Rosa Aparício
Deputada do Grupo Municipal do Partido Socialista na Assembleia Municipal de Aveiro
No concelho de Aveiro, persistem dificuldades reais no acesso a serviços básicos por parte de quem mais precisa. Para muitas pessoas idosas, cidadãos com doença crónica, mobilidade reduzida ou em situação de maior fragilidade económica, uma deslocação a uma consulta médica, a um exame complementar de diagnóstico ou a um serviço público pode representar um obstáculo sério. Esta realidade não é residual, é estrutural, e exige uma resposta pública organizada.
A mobilidade constitui uma condição indispensável para o exercício de direitos fundamentais. Sem transporte adequado, o acesso à saúde, à proteção social e à participação cívica fica comprometido. Num território com áreas de menor densidade populacional e população envelhecida, a ausência de soluções inclusivas aprofunda desigualdades e reforça o isolamento.
Foi por reconhecer esta necessidade concreta que o Partido Socialista apresentou para integração das Grandes Opções do Plano a proposta de criação de um Serviço de Transporte a Pedido, de natureza porta-a-porta, como resposta socialmente justa, financeiramente sustentável e centrada nas pessoas. Trata-se de uma medida pensada para garantir o acesso regular a cuidados de saúde, serviços públicos e respostas sociais, prevenindo situações de abandono e agravamento clínico.
Atualmente, a resposta de transporte programado assegurada pelos bombeiros do concelho é manifestamente insuficiente face às necessidades existentes. Apesar do esforço e dedicação destas instituições, os recursos disponíveis não conseguem dar resposta a todos os pedidos. Como consequência, há doentes que acabam por faltar a consultas, sessões de fisioterapia, tratamentos oncológicos ou outros acompanhamentos determinantes para a sua recuperação e qualidade de vida. Cada ausência forçada representa um risco acrescido para a saúde e, muitas vezes, um retrocesso na sua recuperação clínica.

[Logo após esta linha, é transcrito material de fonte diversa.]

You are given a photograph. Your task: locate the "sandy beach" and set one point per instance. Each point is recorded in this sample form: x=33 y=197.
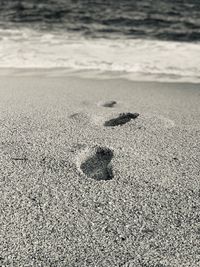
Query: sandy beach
x=99 y=172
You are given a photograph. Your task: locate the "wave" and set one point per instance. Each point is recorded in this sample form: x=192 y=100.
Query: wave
x=134 y=58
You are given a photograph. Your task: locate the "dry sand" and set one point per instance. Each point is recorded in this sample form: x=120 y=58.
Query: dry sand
x=75 y=191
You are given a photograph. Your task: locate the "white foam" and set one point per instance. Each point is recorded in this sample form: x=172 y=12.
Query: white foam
x=135 y=59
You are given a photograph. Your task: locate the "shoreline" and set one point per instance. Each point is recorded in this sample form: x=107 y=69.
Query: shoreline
x=61 y=72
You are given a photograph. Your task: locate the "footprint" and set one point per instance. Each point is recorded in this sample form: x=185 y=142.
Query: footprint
x=96 y=163
x=121 y=119
x=109 y=104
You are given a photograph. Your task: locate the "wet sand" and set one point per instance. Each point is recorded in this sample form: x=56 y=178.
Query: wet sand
x=86 y=182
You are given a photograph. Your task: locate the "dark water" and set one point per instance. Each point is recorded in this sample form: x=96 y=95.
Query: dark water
x=174 y=20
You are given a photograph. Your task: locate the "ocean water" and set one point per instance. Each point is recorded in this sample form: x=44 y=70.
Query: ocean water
x=140 y=39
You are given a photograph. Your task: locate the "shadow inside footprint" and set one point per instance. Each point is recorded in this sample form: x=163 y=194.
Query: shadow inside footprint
x=96 y=165
x=121 y=119
x=109 y=104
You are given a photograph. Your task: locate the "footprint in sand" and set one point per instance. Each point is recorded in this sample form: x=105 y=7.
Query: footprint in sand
x=121 y=119
x=95 y=163
x=109 y=104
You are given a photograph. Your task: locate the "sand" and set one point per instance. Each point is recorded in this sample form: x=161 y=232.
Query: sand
x=75 y=192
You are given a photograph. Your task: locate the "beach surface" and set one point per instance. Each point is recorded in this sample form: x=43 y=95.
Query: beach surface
x=98 y=172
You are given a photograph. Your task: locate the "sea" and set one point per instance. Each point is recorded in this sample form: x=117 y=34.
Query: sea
x=155 y=40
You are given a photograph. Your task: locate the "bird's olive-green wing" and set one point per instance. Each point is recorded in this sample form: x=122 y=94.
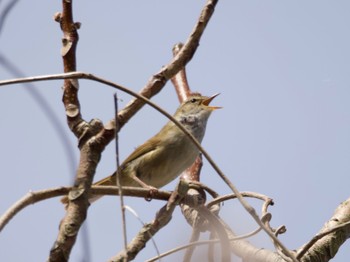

Para que a solução seja eficaz, a sua implementação deve assentar numa articulação estreita entre a Câmara Municipal de Aveiro e as Juntas de Freguesia do concelho, valorizando o conhecimento de proximidade que estas detêm sobre as situações de maior vulnerabilidade. À Câmara compete assegurar coordenação estratégica, financiamento e enquadramento técnico e às Juntas de Freguesia identificar necessidades e colaborar na gestão de proximidade.
A experiência de outras regiões demonstra que o modelo é viável e produz resultados positivos. No Médio Tejo, o Transporte a Pedido encontra-se consolidado. Municípios como Torres Vedras e Cascais, bem como a Comunidade Intermunicipal do Alto Alentejo, comprovam que, quando existe vontade política, é possível assegurar mobilidade inclusiva.
Em Aveiro, continuar a adiar esta decisão é aceitar que pessoas vulneráveis fiquem privadas de cuidados essenciais. Implementar o Serviço de Transporte a Pedido é uma responsabilidade política clara e um imperativo de justiça social que a Câmara Municipal deve assumir sem mais demoras.